Ciuman Pertama Aruna

Makhluk Baru



Makhluk Baru

0CEO DM grup menggenggam tangan istrinya, sejak keluar dari pintu mobil Bentley continental lalu menuju lift pribadinya kemudian naik ke atas menuju lantai 5. Mahendra belum melepas genggaman tangan itu.      
0

Si gadis yang mengusung tampilan sederhana tanpa riasan make up, hanya kuncir kuda dan rok berwarna cerah serta atasan putih dipadupadankan sweter berwarna krem.      

Cukup kontras dengan apa yang tersuguh  di sekitarnya, pakaian rapi khas perkantoran elite didukung dengan make up sempurna tiap perempuan yang ada disana.
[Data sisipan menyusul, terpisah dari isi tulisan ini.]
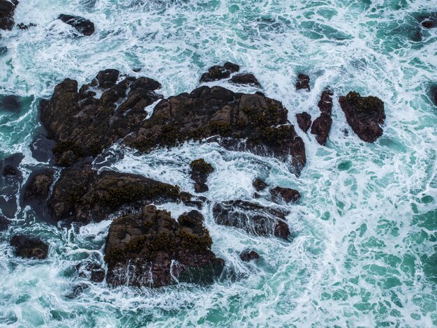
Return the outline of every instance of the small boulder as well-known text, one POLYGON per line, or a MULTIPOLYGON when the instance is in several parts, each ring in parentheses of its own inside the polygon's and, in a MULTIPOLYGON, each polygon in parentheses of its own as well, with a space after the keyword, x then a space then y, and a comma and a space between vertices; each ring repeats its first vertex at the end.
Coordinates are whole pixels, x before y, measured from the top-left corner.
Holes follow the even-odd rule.
POLYGON ((58 16, 58 20, 74 27, 84 36, 91 36, 94 33, 94 23, 83 17, 61 14, 58 16))
POLYGON ((260 255, 255 251, 245 249, 239 255, 239 258, 241 258, 243 262, 250 262, 255 260, 259 260, 260 255))
POLYGON ((214 168, 211 164, 206 162, 203 158, 196 159, 190 163, 191 169, 191 179, 194 180, 194 190, 196 193, 205 193, 208 191, 207 180, 208 176, 214 172, 214 168))
POLYGON ((301 90, 302 89, 306 89, 309 91, 311 89, 309 87, 309 76, 305 74, 302 74, 301 73, 299 73, 299 75, 297 75, 297 80, 296 81, 296 89, 301 90))
POLYGON ((313 122, 311 134, 316 135, 316 140, 322 146, 326 144, 332 125, 332 119, 330 114, 326 112, 322 112, 313 122))
POLYGON ((253 186, 256 191, 262 191, 268 187, 269 185, 260 179, 255 179, 252 183, 252 186, 253 186))
POLYGON ((300 198, 299 191, 290 188, 274 188, 270 190, 270 195, 272 195, 272 198, 275 202, 280 202, 283 200, 286 202, 295 202, 300 198))
POLYGON ((377 97, 362 97, 351 91, 339 98, 346 121, 360 138, 366 142, 374 142, 383 135, 381 124, 385 121, 384 102, 377 97))
POLYGON ((304 132, 308 131, 308 129, 311 126, 311 116, 306 112, 296 114, 296 120, 297 121, 297 125, 304 132))
POLYGON ((230 82, 235 84, 246 84, 261 87, 261 84, 258 82, 258 79, 253 74, 245 73, 245 74, 237 74, 232 77, 230 82))
POLYGON ((39 238, 22 234, 14 236, 10 246, 15 248, 15 255, 23 258, 44 260, 49 251, 49 246, 39 238))

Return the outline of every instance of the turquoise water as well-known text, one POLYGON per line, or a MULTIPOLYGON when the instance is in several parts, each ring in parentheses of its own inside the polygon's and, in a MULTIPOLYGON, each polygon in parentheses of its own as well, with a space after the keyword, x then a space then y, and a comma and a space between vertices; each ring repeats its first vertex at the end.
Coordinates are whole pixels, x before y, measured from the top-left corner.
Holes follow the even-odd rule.
MULTIPOLYGON (((50 97, 66 77, 82 84, 107 68, 155 78, 168 96, 192 90, 208 67, 230 60, 283 102, 293 124, 302 110, 318 115, 320 93, 329 86, 334 122, 326 147, 297 131, 308 158, 299 177, 274 159, 215 144, 188 143, 144 156, 127 151, 111 165, 193 192, 188 164, 202 156, 216 169, 206 195, 217 201, 251 199, 258 177, 299 191, 299 203, 287 205, 294 232, 290 243, 217 225, 211 209, 204 209, 213 251, 233 272, 207 288, 94 284, 68 297, 80 282, 71 267, 84 258, 103 262, 110 222, 54 227, 30 209, 20 209, 0 236, 0 325, 437 325, 437 107, 428 96, 437 82, 437 29, 421 30, 415 20, 436 5, 431 0, 22 1, 16 22, 38 26, 2 32, 0 46, 8 52, 0 57, 0 94, 23 98, 19 112, 0 111, 0 156, 22 152, 24 175, 38 164, 29 144, 39 125, 38 100, 50 97), (54 20, 60 13, 90 19, 96 33, 75 37, 54 20), (138 68, 139 73, 132 71, 138 68), (311 77, 309 93, 295 89, 301 71, 311 77), (346 122, 336 98, 350 90, 385 102, 384 135, 375 144, 362 142, 346 122), (13 256, 8 241, 18 232, 49 242, 48 259, 13 256), (260 262, 239 260, 248 246, 260 262)), ((186 209, 161 207, 174 216, 186 209)))

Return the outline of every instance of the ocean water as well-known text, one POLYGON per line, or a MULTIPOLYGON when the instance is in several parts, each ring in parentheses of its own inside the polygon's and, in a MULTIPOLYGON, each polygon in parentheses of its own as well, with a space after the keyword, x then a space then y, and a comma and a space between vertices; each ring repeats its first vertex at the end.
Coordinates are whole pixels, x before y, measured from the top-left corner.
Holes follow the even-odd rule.
MULTIPOLYGON (((299 190, 297 204, 281 205, 290 211, 292 238, 218 225, 207 207, 213 251, 228 267, 214 285, 91 284, 71 297, 81 283, 72 266, 86 258, 103 263, 110 221, 56 227, 20 208, 0 235, 0 325, 437 326, 437 107, 429 96, 437 82, 437 29, 422 29, 416 21, 436 9, 435 0, 21 1, 15 22, 37 26, 1 33, 7 52, 0 52, 0 94, 22 98, 18 110, 0 109, 0 157, 22 152, 24 177, 30 166, 44 165, 29 146, 40 125, 39 100, 66 77, 80 84, 108 68, 154 78, 169 96, 191 91, 208 67, 230 60, 253 73, 293 124, 303 110, 318 116, 320 94, 329 87, 334 122, 326 147, 297 128, 308 158, 298 177, 275 159, 214 143, 142 156, 114 145, 101 166, 190 192, 188 164, 205 158, 215 168, 205 195, 214 201, 252 199, 256 177, 299 190), (61 13, 89 18, 96 33, 75 36, 55 20, 61 13), (311 76, 311 92, 295 90, 299 72, 311 76), (384 134, 374 144, 361 141, 346 122, 337 98, 352 90, 385 102, 384 134), (47 260, 13 255, 9 239, 22 232, 50 243, 47 260), (240 261, 247 247, 260 262, 240 261)), ((186 209, 161 207, 174 216, 186 209)))

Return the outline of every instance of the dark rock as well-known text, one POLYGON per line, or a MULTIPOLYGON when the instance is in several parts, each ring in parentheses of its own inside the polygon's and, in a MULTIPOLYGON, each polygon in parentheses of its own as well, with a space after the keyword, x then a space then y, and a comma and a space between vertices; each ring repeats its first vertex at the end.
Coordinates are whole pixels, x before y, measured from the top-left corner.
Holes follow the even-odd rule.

Termasuk kumpulan pria maskulin dengan Hem dan terkesan rapi.      

Apalagi orang yang sedang memegangi Aruna, Dia membawa aura berbeda bersama setelan jas yang dikenakannya. Tiap ruang dan meja yang terlalui menghadirkan gerakan otomatis dimana secara spontan seseorang berdiri menyapanya atau sekedar memberi hormat kepadanya.      

Hendra berjalan dengan ritme tegas, cepat. Kadang matanya sempat melirik sekejap orang-orang di sekitar. Sebenarnya sih, Lebih banyak tidak peduli sama sekali. Sebab sepanjang langkah mata biru hanya terdiam, tanpa membalas senyum dan sapa orang-orang yang menghadirkan senyum cerah mereka. Malah Aruna yang terkesan bingung sendiri memasang senyum balasan untuk beberapa orang.      

.     

.     

"Jadi itu istrinya?". Kasak-kusuk terdengar menyelinap di telinga.      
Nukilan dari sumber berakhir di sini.